While it seems like he has some tools that would lead to a bit of a raise, there is certainly a chance for this strategy to backfire on Gelinas and his agent. Entering into any type of holdout situation poses a risk of souring relations with the team and earning a one-way ticket out of town. There are talented players in the system behind Gelinas (namely, one Damon Severson) and while it seems like the team had him in their plans going into this season, they may not feel as much pressure to get Eric into the building as he would like. Beyond Severson, there are players like Seth Helgeson, who played well in Albany last season, or tryout Tomas Kaberle that pose a threat to Gelinas’ spot on the roster. If he isn’t careful, Lou and the Devils might be content to leave him on the shelf, unsigned, indefinitely. There are certainly pitfalls there for the Devils as well, as they run the risk of alienating a player with some hard-to-find skills over what is almost certainly not a lot of money (relatively speaking), but at this point, they seem to be negotiating from a stronger position than Gelinas, who still has lots to prove as a player.

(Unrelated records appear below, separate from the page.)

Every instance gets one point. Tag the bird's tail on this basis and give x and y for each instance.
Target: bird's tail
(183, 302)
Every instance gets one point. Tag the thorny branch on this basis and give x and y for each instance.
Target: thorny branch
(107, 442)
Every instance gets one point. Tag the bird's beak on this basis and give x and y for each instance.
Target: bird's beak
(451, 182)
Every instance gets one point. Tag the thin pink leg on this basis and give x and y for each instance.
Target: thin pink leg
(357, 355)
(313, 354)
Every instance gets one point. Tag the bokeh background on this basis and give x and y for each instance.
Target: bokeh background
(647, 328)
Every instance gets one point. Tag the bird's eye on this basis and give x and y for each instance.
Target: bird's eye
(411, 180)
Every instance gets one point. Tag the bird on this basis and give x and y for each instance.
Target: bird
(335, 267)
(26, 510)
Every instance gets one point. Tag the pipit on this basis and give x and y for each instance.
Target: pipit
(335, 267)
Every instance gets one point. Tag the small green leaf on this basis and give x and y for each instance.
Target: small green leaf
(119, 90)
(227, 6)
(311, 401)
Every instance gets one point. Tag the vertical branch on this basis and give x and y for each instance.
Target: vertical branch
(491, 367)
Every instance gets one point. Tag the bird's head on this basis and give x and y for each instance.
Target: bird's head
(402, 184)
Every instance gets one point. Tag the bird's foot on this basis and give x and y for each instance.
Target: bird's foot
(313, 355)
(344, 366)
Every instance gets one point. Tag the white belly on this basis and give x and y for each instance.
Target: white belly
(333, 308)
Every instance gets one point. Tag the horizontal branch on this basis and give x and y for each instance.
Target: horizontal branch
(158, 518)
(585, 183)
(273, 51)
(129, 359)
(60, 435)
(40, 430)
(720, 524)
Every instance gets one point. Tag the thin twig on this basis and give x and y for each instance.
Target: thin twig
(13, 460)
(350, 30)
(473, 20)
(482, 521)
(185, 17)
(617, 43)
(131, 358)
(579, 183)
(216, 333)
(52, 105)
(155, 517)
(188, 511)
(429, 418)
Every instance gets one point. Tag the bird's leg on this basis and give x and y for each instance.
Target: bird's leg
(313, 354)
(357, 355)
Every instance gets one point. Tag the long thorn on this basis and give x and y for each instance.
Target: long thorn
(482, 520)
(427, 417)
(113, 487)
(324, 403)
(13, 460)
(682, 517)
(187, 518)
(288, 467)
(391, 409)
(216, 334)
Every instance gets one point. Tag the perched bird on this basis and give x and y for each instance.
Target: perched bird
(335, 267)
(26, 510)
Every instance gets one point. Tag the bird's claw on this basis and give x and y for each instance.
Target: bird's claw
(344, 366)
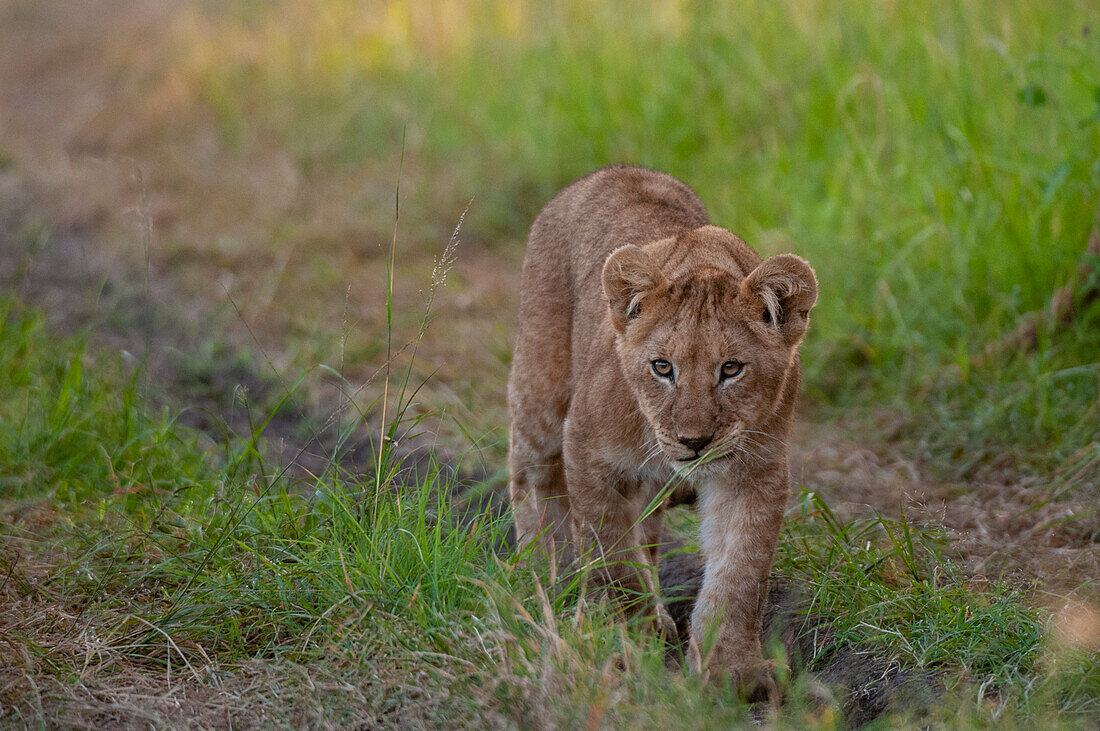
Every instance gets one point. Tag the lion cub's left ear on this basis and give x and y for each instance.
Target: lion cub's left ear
(787, 288)
(629, 276)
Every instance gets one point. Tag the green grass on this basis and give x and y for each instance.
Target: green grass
(174, 553)
(937, 163)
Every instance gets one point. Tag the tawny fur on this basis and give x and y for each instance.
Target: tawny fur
(622, 269)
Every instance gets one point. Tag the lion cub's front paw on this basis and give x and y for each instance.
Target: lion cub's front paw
(755, 682)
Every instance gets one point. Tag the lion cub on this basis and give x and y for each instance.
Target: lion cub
(657, 351)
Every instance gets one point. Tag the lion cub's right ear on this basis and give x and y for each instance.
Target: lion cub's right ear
(629, 275)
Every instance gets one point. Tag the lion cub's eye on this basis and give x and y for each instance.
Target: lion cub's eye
(662, 368)
(732, 369)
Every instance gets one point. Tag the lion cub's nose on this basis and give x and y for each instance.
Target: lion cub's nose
(695, 443)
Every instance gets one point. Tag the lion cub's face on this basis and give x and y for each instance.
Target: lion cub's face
(707, 353)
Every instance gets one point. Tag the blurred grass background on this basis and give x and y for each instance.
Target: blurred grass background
(937, 163)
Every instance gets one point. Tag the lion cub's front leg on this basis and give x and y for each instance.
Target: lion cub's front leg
(740, 529)
(613, 534)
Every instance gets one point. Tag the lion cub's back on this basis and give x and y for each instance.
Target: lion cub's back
(606, 209)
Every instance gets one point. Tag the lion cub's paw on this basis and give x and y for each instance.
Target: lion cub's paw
(756, 683)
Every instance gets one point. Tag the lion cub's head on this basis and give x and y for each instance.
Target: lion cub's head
(707, 336)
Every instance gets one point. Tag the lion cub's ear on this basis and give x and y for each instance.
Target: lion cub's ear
(785, 289)
(629, 275)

So, in this apparent negotiating stalemate, Gelinas is within his rights to exercise what is basically his only negotiating leverage to get a price that is to his liking, just as the Devils are within theirs to allow him to collect dust if he is unwilling to bend. I don’t think either side looks particularly great, with the Devils likely pinching pennies to prove a point and Gelinas fixing to be a camp no-show to pull some extra dollars out of the team. For now, I think it’s a much riskier gambit for the Gelinas camp, as he could find himself being passed on the depth chart by other players if he isn’t careful. I think it would behoove both sides to find a middle ground and resolve things though, before this relationship is irreparably damaged, leaving both worse for the wear.